Tuesday, October 28, 2008
But that's socialism... right?
"Anytime you build a road, anytime you build a school, anytime you try to create jobs, anytime you provide Social Security, you are redistributing wealth. And by the way, if we can redistribute wealth to greedy bankers, why can't we distribute some to needy Americans?"
posted by Mike Clawson at 12:17 AM | Permalink
At 10/29/2008 05:55:00 PM, M James
Another interesting point is that the biggest "redistribution of wealth" program we have in America is the Earned Income Tax Credit. It takes money from normal Americans and "spreads" it around to less fortunate Americans.
Who enacted that program?

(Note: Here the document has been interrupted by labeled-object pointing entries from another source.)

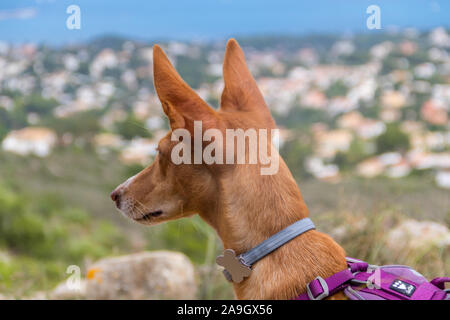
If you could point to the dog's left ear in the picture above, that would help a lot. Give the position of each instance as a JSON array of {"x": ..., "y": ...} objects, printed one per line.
[{"x": 241, "y": 93}]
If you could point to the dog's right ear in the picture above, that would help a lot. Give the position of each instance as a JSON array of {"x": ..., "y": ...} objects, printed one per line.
[
  {"x": 180, "y": 102},
  {"x": 241, "y": 93}
]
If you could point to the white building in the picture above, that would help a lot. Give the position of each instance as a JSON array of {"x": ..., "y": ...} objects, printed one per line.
[{"x": 30, "y": 140}]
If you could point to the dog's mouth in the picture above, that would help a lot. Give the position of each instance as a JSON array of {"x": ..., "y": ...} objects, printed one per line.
[{"x": 153, "y": 214}]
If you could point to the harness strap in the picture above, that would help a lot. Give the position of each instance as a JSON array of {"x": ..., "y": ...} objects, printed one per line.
[
  {"x": 320, "y": 288},
  {"x": 377, "y": 282}
]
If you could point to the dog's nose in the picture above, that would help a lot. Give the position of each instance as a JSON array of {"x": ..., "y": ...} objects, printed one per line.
[{"x": 115, "y": 196}]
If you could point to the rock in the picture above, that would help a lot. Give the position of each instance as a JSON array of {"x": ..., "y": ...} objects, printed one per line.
[
  {"x": 146, "y": 275},
  {"x": 416, "y": 235},
  {"x": 64, "y": 292}
]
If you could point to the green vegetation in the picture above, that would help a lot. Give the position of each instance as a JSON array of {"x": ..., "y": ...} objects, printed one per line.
[{"x": 356, "y": 153}]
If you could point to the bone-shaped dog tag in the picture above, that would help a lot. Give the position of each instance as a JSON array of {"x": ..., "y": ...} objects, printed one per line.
[{"x": 233, "y": 265}]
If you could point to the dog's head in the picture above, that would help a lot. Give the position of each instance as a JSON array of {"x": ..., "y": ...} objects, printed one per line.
[{"x": 168, "y": 189}]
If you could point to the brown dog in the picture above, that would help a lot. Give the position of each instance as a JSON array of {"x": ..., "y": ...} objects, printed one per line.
[{"x": 243, "y": 206}]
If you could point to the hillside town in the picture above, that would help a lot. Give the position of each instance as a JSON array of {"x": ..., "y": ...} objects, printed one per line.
[{"x": 371, "y": 110}]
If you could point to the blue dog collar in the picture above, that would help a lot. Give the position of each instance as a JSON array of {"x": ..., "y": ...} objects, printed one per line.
[{"x": 237, "y": 268}]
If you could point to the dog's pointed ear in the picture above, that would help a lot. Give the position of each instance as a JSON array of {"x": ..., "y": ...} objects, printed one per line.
[
  {"x": 241, "y": 93},
  {"x": 179, "y": 101}
]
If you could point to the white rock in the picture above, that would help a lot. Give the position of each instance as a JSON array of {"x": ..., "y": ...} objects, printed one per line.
[{"x": 146, "y": 275}]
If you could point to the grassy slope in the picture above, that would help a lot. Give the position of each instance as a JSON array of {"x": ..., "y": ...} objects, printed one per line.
[{"x": 83, "y": 180}]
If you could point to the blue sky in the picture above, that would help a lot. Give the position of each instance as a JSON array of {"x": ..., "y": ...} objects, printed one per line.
[{"x": 45, "y": 20}]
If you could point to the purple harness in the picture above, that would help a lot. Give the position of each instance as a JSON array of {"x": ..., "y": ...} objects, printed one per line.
[{"x": 362, "y": 281}]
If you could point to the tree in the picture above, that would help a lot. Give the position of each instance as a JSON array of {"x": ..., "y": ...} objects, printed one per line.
[
  {"x": 393, "y": 139},
  {"x": 132, "y": 127}
]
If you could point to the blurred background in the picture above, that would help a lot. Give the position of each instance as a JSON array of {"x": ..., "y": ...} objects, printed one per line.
[{"x": 363, "y": 113}]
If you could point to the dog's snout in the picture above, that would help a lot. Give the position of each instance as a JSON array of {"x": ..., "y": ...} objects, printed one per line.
[{"x": 116, "y": 195}]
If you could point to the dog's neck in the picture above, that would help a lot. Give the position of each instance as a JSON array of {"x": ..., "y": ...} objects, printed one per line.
[{"x": 250, "y": 209}]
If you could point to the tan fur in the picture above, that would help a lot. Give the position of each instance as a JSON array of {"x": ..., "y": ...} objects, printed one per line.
[{"x": 243, "y": 206}]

Ronald Reagan.
What a marxist!
At 10/31/2008 12:37:00 PM, jhimm
intellectually honest fiscal conservatives would be vehemently opposed to the massive bail-outs which have occurred recently for our ailing banking and investment industries. in fact, many prominent conservative pundits -did- label those bail-outs as "socialism".
i agree that if we can/should/must give tax money to IGN or WaMu, we can/should/must give it to the indigent.
i'm not 100% convinced we can/should/must give it to either, but i would say it has to be both, or neither. either government's role is to redistribute wealth, or it isn't. personally, i think it isn't. but our current system of inequity makes no sense, and the inherent bias towards protecting the wealthy is clearly a disaster.
At 10/31/2008 01:44:00 PM, Mike Clawson
What do you think of Alter's larger point, which is that anytime the government does anything for the common good with tax-payer money, that is a redistribution of wealth? It seems to me that conservatives saying they're against "redistributing wealth" is disingenuous since they're clearly not totally against it (they're still for building roads and schools and tanks, etc.) They just differ about who and what it should be redistributed to.
At 10/31/2008 02:31:00 PM,
Several years ago I read a good article by Ron Sider making the same point. Both Ronald Reagan and (name any democrat) believe in some level of government interference with the economy, and some level of taxation and use of those tax dollars for the common good.
As Mike points out the real questions are things like "how much" and "for what purposes" and "to whom" rather than whether there should be any interference/redistribution at all.
A common conservative answer is that education, construction of infrastructure and maintaining a national defense are all valid functions of government and that taxation and redistribution for those things is legitimate and necessary. Whereas they might disagree with redistribution for other social programs either in toto, or on a case-by-case basis.